Transit advocates look to future votes to rebound from Atlanta rejection


"That’s why Atlanta’s ballot measure was so important, and it’s why a similar vote scheduled for November in Tennessee is as well," he said of the upcoming Memphis vote. "Funding for the Memphis Area Transit Authority is on the line; a one-cent-a-gallon local gas tax would raise up to $6 million a year to maintain the public mass transit network in addition to providing a reliable revenue stream for MATA."  

The proposal to increase state sales taxes in the metro Atlanta area to pay for transportation projects was similarly projected to generate about $8 billion. However, the measure was defeated by nearly a 2-to-1 margin, losing 63 to 37 percent.

Madrecki said Thursday that it was important for transportation supporters to learn from the Atlanta rejection.

"Much has been written about the reasons that ballot measure failed," he continued. "But as we acknowledge the impact of transportation investments on local economies and the development of great neighborhoods, it’s important to pull back and examine how specific votes do more than just create new roads or add transit service."

Prior to defeat of the T-SPLOST proposal in Atlanta, transportation supporters often noted that referendums to increase sales tax to pay for road and transit had about a 77 percent approval percentage in the last 10 years.

But Madrecki said Thursday that it was hard to convince voters to vote for new taxes to pay for transportation taxes, even as he pointed to a vote similar to the unsuccessful effort in Atlanta coming up in Memphis.

However, he said it was worth if voters can be convinced to cast ballots for investments in transportation.

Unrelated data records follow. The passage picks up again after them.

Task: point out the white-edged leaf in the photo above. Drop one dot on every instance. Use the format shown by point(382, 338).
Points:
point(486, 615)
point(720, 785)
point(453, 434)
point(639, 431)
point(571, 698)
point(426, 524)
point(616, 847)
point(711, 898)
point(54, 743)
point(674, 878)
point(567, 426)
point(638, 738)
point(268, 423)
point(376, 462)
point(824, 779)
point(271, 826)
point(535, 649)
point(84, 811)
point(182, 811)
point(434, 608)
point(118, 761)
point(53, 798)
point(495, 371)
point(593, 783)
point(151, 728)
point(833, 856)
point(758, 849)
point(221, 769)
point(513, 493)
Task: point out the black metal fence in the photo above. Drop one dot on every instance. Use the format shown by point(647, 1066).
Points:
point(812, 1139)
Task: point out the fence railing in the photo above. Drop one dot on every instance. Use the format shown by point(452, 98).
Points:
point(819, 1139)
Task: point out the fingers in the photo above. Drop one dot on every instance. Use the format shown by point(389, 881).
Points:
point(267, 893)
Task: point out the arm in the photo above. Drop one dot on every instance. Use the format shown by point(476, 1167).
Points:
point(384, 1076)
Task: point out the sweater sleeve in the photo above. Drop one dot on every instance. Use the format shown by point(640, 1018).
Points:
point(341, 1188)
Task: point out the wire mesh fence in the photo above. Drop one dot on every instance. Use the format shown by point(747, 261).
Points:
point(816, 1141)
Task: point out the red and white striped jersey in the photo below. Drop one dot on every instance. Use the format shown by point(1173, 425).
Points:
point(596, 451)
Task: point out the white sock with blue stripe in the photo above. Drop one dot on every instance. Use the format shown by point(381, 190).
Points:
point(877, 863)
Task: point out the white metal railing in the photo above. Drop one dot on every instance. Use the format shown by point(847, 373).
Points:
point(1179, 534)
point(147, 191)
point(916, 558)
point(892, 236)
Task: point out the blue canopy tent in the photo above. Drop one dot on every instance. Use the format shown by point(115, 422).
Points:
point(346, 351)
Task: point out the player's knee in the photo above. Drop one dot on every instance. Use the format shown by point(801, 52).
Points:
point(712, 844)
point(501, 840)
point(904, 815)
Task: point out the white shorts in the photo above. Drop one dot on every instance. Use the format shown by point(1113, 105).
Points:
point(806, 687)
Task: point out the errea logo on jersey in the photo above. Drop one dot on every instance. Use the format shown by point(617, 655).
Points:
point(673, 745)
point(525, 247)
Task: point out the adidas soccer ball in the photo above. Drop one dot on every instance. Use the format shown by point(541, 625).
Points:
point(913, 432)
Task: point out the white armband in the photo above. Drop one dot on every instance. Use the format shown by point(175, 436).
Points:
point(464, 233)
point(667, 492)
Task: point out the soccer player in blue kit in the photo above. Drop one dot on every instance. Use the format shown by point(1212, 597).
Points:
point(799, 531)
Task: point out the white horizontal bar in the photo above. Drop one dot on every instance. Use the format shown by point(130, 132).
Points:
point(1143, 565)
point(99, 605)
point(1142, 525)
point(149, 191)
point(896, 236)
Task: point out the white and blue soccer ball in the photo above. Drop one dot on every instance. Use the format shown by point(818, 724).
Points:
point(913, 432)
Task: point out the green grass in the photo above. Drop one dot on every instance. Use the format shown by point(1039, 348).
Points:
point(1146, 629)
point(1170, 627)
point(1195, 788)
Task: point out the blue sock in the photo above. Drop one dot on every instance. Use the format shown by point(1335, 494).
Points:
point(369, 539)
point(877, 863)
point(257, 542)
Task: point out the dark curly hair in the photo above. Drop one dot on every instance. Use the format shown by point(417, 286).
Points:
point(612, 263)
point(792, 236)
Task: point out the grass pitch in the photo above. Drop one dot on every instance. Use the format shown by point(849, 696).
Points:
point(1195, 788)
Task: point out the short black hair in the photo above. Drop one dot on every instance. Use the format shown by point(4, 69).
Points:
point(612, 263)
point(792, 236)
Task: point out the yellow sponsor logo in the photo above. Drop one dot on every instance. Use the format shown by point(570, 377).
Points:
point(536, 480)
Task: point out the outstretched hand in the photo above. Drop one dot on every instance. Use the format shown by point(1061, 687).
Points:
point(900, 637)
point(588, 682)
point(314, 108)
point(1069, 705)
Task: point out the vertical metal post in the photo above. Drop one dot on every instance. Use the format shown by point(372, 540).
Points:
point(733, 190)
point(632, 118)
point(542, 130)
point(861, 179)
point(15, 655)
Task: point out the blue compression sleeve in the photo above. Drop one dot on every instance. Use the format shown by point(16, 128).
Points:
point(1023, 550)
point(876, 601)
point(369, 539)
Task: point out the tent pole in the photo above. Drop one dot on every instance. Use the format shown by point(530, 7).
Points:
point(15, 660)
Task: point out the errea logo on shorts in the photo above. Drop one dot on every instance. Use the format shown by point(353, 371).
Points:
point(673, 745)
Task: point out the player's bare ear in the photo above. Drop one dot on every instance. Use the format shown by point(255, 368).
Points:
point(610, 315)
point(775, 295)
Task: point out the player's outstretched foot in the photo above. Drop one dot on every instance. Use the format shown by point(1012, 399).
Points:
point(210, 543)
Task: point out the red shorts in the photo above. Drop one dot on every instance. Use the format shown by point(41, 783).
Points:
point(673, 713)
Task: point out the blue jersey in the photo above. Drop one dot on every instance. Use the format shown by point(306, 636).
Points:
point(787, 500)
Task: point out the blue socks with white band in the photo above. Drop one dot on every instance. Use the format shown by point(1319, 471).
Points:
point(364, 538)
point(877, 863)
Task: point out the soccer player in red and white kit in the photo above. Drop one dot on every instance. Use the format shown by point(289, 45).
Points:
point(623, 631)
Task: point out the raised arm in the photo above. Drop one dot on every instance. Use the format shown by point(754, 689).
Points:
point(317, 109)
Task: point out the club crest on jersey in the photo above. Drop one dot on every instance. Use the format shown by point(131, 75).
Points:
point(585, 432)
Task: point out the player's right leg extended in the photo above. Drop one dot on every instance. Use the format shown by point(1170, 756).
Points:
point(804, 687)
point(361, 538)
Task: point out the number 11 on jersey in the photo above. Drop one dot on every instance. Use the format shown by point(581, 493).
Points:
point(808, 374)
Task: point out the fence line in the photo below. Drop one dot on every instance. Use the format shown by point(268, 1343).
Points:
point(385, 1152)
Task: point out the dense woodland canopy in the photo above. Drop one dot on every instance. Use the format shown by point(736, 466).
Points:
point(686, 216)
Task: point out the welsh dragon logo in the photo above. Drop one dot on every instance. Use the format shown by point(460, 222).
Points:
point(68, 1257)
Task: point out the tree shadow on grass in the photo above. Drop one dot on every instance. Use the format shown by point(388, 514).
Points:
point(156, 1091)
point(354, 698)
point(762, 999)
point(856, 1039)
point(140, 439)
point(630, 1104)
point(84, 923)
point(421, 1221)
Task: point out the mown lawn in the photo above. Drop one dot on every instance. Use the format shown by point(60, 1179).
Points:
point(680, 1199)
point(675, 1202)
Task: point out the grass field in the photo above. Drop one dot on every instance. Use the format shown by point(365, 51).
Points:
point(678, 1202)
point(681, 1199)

"In a time of fiscal constraint, new taxes are a difficult sell for policymakers and local leaders," Madrecki said. "But the payoff to communities can be huge. That’s the question facing voters today, and it sets up dozens of interesting debates about the merit of transportation enhancements and other smart growth investments. What’s it worth and will these measures separate winners and losers in a 21st century economy?"

Madrecki said it was important for transportation supporters to resume winning votes like the recent election in Atlanta because defeats have a "very real, rippling effect on future growth."